His first attempt to establish a legal practice in India failed; in 1893 he accepted a one-year contract to work for an Indian law firm in Natal, South Africa. What happened in South Africa over the next twenty-one years transformed both Gandhi and the history of political resistance. Within a week of arriving, he was thrown off a train at Pietermaritzburg for refusing to move to a third-class carriage despite holding a first-class ticket — an experience he later identified as the most formative of his life. He resolved not to leave South Africa until he had fought the injustice he had encountered, and the fight lasted two decades. He organized the Natal Indian Congress in 1894, developed his first campaigns of nonviolent resistance (which he called Satyagraha — 'truth-force' or 'soul-force'), led the 1907 campaign against compulsory registration of Indians, and was imprisoned multiple times.

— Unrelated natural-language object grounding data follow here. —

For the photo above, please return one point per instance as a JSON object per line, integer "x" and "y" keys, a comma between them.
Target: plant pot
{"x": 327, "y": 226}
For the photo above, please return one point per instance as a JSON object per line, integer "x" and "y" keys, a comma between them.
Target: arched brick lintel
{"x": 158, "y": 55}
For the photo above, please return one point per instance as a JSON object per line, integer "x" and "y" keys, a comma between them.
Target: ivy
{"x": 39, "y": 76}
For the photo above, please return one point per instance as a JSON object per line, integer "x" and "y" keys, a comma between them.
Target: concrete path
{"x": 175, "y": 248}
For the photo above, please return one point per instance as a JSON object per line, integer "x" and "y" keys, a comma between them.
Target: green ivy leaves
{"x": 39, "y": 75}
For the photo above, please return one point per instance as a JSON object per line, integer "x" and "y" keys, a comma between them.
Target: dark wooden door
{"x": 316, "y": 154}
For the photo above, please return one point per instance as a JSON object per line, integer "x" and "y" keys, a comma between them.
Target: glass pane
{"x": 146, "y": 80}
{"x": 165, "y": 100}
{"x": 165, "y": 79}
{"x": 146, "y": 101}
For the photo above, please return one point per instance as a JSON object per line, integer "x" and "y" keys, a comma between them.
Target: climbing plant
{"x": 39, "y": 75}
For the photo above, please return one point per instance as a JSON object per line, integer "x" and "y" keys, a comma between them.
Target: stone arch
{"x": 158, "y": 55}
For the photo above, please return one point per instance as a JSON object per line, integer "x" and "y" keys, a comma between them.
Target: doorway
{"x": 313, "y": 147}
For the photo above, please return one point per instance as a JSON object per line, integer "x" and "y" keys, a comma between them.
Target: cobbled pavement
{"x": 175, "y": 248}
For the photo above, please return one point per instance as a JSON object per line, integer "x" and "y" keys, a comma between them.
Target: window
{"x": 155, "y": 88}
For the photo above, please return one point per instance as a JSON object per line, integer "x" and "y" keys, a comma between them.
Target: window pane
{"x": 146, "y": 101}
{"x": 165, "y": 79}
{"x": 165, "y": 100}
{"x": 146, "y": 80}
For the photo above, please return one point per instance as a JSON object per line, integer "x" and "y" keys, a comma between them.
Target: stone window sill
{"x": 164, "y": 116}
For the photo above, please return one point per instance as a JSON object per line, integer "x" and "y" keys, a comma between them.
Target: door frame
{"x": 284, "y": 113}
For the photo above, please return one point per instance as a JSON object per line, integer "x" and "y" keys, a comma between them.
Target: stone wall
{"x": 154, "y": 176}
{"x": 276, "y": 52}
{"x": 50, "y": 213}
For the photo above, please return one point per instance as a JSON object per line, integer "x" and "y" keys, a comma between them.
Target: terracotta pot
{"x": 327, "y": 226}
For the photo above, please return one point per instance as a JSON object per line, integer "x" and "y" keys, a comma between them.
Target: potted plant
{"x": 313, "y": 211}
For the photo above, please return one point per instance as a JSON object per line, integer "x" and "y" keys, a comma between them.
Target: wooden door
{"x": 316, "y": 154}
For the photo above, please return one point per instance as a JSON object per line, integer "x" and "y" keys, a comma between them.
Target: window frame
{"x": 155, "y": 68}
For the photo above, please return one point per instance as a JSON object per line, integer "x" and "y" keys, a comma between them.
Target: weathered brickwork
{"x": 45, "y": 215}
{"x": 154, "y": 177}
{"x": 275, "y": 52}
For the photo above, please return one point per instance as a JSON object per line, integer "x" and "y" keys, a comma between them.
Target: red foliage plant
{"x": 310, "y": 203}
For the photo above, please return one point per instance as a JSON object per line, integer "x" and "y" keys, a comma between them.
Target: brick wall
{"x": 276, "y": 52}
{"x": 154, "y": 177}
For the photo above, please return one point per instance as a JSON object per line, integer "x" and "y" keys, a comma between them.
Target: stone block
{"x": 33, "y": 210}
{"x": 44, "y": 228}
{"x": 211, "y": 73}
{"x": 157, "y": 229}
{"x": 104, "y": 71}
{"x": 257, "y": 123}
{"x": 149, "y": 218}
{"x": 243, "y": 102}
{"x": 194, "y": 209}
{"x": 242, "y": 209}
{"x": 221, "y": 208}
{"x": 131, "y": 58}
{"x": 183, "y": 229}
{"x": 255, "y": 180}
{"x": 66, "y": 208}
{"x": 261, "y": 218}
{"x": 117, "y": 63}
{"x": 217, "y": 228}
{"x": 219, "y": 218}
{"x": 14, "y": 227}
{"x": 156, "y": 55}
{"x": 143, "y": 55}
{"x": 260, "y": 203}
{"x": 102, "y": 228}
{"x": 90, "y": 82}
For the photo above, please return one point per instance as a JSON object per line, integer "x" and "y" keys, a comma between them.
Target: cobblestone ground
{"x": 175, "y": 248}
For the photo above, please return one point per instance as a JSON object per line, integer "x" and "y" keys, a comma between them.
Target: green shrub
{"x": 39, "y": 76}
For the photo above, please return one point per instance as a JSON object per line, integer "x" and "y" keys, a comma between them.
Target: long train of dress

Returning to India in 1915, Gandhi was greeted as a hero by the Indian National Congress but spent his first year traveling the country to understand it from within rather than from the perspective of the educated class that dominated Congress. He led the Champaran agitation of 1917 against British indigo plantation farmers, the Khilafat movement of 1919, and the Non-Cooperation Movement of 1920–1922 — the first nationwide campaign of mass civil disobedience against British rule. The Salt March of 1930 — a 240-mile walk to the sea at Dandi to protest the British salt monopoly — became one of the most celebrated acts of political theater in world history, demonstrating that the entire apparatus of colonial taxation could be challenged by the simple act of individuals making their own salt.
Gandhi's INFJ quality manifested most completely in his conviction that the means of achieving a goal were inseparable from the nature of the goal itself — that violence could not produce a just peace any more than lying could produce an honest relationship. This was not a pragmatic calculation but a philosophical conviction rooted in his understanding of truth as a living force that operated through human action. He was assassinated on January 30, 1948, by Nathuram Godse, a Hindu nationalist who considered his commitment to Muslim-Hindu unity treasonous to Hindu India. His influence on Martin Luther King Jr. and Nelson Mandela — who explicitly credited Gandhi's nonviolent methodology as foundational to their own — means that his strategic contribution to twentieth-century liberation movements extends far beyond India's independence.